From 2013 to 2018, the study included 8 patients (6 men, 2 women) aged from 27 to 55 years (median 39 years) with MM who underwent allo-HSCT from a related HLA-identical donor (7 patients after auto-HSCT, in 1 case without previous auto-transplantation). All patients required 2 or more lines of induction therapy, while the achieved antitumor effect was unstable. Before allo-HSCT, complete and very good partial remission was determined in isolated cases, in 4 patients the response was regarded as partial remission, stabilization in 1 observation, progression in 1 patient. All patients underwent reduced intensity conditioning (fludarabine 30 mg/m2 6 days + busulfan 4 mg/kg 2 days). Immunosuppressive therapy included the administration of antithymocyte globulin and post-transplant cyclophosphamide.

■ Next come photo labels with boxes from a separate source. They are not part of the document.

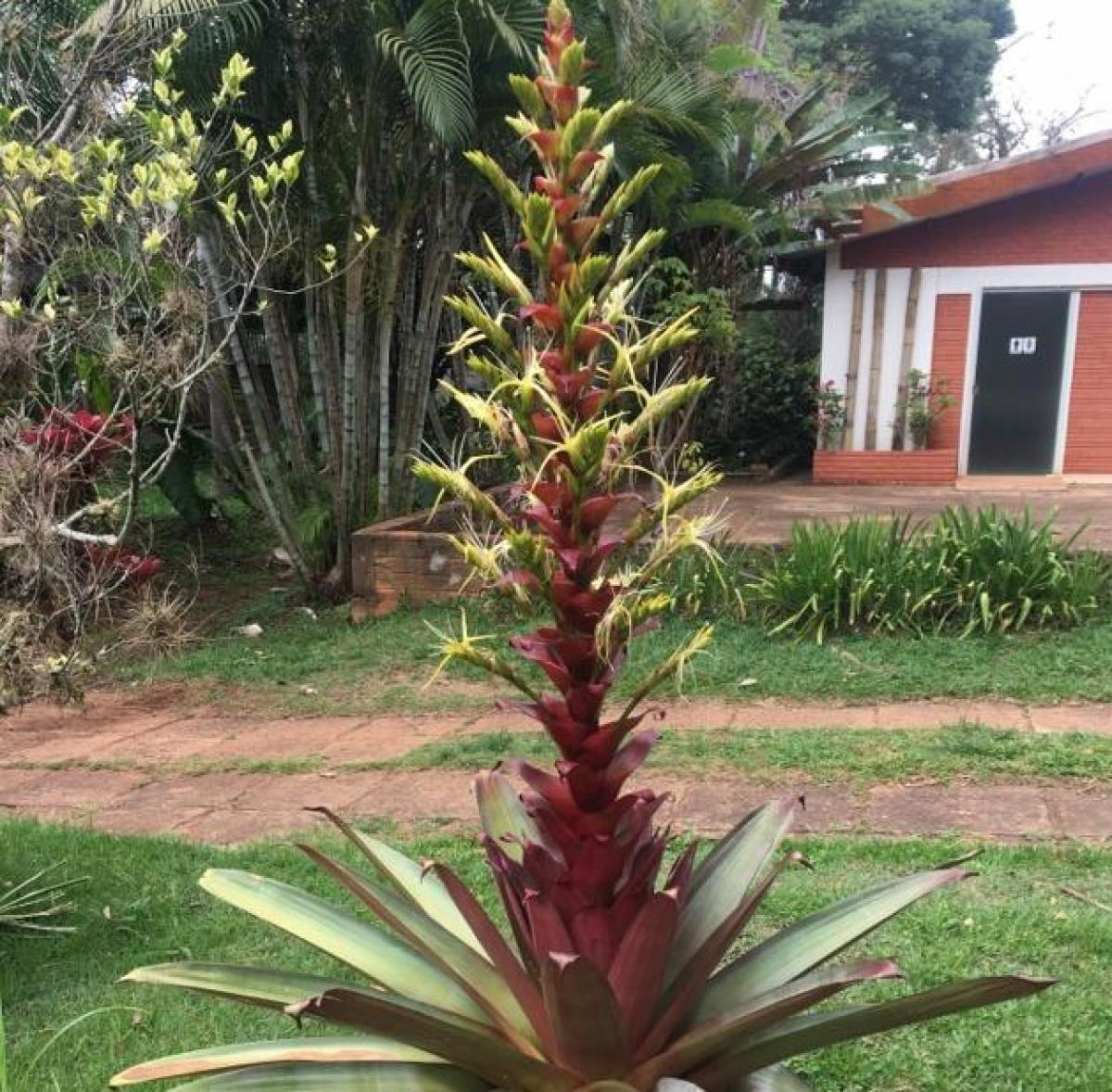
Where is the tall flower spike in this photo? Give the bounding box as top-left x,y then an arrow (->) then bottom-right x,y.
418,2 -> 704,992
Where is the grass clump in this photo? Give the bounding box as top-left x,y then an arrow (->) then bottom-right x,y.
743,507 -> 1112,644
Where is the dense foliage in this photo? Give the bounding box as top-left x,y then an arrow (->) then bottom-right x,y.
743,508 -> 1112,641
120,10 -> 1049,1092
782,0 -> 1016,132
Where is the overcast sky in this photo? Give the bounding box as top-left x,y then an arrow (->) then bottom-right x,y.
996,0 -> 1112,135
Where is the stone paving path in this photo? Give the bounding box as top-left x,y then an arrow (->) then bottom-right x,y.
6,697 -> 1112,843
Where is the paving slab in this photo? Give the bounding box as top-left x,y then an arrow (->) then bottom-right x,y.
173,808 -> 317,845
113,774 -> 272,811
206,717 -> 365,759
89,807 -> 212,835
0,768 -> 50,803
0,769 -> 140,808
1043,787 -> 1112,842
233,773 -> 382,812
347,769 -> 477,821
1030,705 -> 1112,735
863,785 -> 1055,838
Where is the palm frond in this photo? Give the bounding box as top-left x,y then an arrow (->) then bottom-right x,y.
376,0 -> 474,146
461,0 -> 545,61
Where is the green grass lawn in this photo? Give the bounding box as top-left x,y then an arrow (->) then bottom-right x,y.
383,724 -> 1112,785
0,821 -> 1112,1092
102,495 -> 1112,714
118,590 -> 1112,713
23,724 -> 1112,786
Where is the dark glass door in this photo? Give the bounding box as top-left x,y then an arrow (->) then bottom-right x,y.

Severe acute GVHD (grade 34) was observed in 3 (37.5%) cases, which resulted in death in 1 case. A stable antitumor response was achieved in 5 (62.5%) patients, complete remission lasts for 2986 months after allo-HSCT. Specific therapy for these patients is not carried out. The 7-year progression-free survival rate was 75%, the 7-year overall survival rate was 84%, with a median follow-up of 65 months. The transplant-related mortality was 12.5%.

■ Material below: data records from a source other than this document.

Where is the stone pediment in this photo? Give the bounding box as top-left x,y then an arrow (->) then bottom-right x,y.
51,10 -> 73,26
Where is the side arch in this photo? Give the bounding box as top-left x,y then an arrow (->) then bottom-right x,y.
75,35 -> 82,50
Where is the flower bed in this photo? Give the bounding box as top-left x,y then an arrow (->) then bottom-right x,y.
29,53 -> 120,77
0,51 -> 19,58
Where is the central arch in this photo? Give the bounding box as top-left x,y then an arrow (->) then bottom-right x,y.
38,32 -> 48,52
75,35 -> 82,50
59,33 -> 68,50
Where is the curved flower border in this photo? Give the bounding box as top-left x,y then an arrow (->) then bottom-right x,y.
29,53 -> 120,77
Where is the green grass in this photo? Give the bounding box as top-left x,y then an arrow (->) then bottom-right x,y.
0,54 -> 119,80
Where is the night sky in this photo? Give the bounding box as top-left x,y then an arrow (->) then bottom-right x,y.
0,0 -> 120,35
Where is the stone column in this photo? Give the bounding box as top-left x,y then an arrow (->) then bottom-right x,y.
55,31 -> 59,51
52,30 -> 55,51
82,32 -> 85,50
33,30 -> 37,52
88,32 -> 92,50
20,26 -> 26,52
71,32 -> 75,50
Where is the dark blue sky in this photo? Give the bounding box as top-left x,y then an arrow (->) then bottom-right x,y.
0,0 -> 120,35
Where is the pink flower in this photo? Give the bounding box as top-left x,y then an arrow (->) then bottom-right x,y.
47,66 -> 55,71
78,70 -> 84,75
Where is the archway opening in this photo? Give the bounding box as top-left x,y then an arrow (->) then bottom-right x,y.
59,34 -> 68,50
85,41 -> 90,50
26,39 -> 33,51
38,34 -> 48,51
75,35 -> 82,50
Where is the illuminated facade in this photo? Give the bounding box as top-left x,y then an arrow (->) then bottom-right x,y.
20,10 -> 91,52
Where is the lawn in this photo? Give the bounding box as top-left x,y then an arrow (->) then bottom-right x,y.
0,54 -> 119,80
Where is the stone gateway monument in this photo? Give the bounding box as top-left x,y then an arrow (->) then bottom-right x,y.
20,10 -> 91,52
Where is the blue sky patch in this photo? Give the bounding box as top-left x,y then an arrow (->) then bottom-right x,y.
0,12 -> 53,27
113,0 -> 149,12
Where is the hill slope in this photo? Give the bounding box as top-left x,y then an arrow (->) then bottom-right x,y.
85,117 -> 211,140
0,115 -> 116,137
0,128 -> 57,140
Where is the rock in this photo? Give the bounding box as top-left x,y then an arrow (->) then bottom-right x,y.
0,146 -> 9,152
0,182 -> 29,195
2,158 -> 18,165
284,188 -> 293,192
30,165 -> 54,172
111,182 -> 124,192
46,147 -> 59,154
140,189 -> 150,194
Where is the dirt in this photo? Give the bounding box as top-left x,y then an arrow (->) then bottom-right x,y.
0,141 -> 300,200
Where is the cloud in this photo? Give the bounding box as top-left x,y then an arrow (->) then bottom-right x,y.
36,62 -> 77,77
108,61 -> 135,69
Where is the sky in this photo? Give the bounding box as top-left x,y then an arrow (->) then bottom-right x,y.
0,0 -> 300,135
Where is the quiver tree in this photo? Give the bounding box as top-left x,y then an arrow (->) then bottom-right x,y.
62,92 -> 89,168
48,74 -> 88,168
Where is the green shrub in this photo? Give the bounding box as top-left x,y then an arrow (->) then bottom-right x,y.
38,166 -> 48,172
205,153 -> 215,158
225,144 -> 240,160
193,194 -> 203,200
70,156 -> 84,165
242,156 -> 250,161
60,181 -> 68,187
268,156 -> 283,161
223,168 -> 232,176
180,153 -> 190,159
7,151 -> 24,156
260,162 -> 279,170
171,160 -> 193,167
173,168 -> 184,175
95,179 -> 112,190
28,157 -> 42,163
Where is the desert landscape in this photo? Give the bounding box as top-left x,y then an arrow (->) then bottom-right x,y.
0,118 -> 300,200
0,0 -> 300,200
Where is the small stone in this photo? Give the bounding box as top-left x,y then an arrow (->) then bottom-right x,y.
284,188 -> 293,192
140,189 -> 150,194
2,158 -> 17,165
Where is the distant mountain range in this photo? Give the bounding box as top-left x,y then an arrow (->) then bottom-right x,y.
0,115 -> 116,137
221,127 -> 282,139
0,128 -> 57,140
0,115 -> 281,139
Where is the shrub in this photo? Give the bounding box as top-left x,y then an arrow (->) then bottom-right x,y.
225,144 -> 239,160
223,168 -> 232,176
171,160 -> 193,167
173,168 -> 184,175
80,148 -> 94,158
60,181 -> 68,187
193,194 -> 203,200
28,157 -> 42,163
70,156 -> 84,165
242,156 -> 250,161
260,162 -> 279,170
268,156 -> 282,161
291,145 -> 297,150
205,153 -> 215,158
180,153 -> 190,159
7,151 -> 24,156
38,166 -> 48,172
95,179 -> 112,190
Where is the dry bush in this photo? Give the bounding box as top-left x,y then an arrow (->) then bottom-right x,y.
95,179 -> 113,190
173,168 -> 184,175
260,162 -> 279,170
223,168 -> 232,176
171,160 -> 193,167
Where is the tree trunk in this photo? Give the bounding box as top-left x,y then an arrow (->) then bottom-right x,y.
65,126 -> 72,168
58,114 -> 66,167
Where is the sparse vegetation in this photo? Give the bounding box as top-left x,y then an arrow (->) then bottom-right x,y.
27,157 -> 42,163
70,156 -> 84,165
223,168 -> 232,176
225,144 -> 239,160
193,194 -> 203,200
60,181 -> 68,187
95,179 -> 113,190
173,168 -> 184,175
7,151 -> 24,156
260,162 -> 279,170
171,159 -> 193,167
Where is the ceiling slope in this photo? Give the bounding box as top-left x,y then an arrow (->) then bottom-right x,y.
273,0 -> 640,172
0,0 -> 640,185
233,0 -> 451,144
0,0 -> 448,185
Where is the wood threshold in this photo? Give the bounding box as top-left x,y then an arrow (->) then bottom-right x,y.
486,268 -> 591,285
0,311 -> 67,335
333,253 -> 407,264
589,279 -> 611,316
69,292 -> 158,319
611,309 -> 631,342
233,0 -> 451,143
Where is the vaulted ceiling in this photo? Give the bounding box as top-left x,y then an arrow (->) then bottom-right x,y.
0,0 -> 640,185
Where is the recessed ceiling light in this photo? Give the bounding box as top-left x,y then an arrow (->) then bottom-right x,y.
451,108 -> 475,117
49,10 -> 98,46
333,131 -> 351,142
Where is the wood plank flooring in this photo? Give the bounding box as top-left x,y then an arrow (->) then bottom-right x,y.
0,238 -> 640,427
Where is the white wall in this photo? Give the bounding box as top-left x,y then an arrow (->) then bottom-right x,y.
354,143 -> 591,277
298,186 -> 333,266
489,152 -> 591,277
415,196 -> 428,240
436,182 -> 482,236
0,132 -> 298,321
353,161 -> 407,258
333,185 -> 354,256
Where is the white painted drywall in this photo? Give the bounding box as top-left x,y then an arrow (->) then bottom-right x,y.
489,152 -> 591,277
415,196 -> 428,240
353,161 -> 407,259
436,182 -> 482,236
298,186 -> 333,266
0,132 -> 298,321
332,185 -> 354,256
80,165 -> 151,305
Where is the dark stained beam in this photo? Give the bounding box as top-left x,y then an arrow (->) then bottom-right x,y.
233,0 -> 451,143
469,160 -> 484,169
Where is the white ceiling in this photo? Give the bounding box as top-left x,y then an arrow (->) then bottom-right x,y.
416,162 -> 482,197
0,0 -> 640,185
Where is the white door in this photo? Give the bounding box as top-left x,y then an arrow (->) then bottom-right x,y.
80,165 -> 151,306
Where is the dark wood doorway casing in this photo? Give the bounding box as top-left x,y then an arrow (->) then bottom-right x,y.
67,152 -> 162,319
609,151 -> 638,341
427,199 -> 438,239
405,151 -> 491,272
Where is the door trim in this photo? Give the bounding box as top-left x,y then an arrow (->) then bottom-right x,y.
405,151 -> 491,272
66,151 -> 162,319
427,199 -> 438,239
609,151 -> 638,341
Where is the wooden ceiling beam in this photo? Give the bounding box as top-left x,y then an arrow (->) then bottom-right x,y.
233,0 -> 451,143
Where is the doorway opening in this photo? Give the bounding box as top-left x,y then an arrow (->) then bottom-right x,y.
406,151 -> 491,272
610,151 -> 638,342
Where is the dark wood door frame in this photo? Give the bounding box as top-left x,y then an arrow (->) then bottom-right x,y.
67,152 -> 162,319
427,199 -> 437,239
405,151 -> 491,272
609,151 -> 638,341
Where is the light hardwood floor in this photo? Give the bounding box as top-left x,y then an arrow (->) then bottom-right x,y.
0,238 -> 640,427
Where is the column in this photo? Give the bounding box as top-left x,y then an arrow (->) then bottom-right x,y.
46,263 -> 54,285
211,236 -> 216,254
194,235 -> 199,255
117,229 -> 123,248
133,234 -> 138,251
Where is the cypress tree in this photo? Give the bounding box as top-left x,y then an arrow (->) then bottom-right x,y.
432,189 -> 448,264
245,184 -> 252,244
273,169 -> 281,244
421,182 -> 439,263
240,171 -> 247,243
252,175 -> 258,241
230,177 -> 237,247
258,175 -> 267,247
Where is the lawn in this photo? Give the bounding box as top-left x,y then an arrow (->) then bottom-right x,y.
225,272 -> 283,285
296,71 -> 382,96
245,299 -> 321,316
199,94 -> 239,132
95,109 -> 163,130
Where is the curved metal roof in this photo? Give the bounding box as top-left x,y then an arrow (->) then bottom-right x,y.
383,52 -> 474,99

Allo-HSCT is considered as an alternative method of therapy for young patients with aggressive MM. Allo-HSCT in MM in some cases leads to long-term immunological control of the tumor.
分析来自人类白细胞抗原(HLA)全相合相关供者的异基因造血干细胞移植(allo-HSCT)治疗多发性骨髓瘤(MM)患者的疗效。
2013年至2018年,该研究纳入了8例年龄在27至55岁(中位年龄39岁)的MM患者(6例男性,2例女性),他们接受了来自HLA全相合相关供者的allo-HSCT(7例患者在自体造血干细胞移植[auto-HSCT]后进行,1例患者未进行过自体移植)。所有患者均需要2线或更多线的诱导治疗,且获得的抗肿瘤效果不稳定。allo-HSCT前,个别病例达到完全缓解和非常好的部分缓解,4例患者的反应为部分缓解,1例观察病例病情稳定,1例患者病情进展。所有患者均接受了减低强度预处理(氟达拉滨30mg/m²,共6天+白消安4mg/kg,共2天)。免疫抑制治疗包括给予抗胸腺细胞球蛋白和移植后环磷酰胺。
3例(37.5%)患者发生严重急性移植物抗宿主病(GVHD,3-4级),其中1例导致死亡。5例(62.5%)患者获得了稳定的抗肿瘤反应,allo-HSCT后完全缓解持续29-86个月。未对这些患者进行特殊治疗。7年无进展生存率为75%,7年总生存率为84%,中位随访时间为65个月。移植相关死亡率为12.5%。
allo-HSCT被认为是年轻的侵袭性MM患者的一种替代治疗方法。MM患者进行allo-HSCT在某些情况下可导致对肿瘤的长期免疫控制。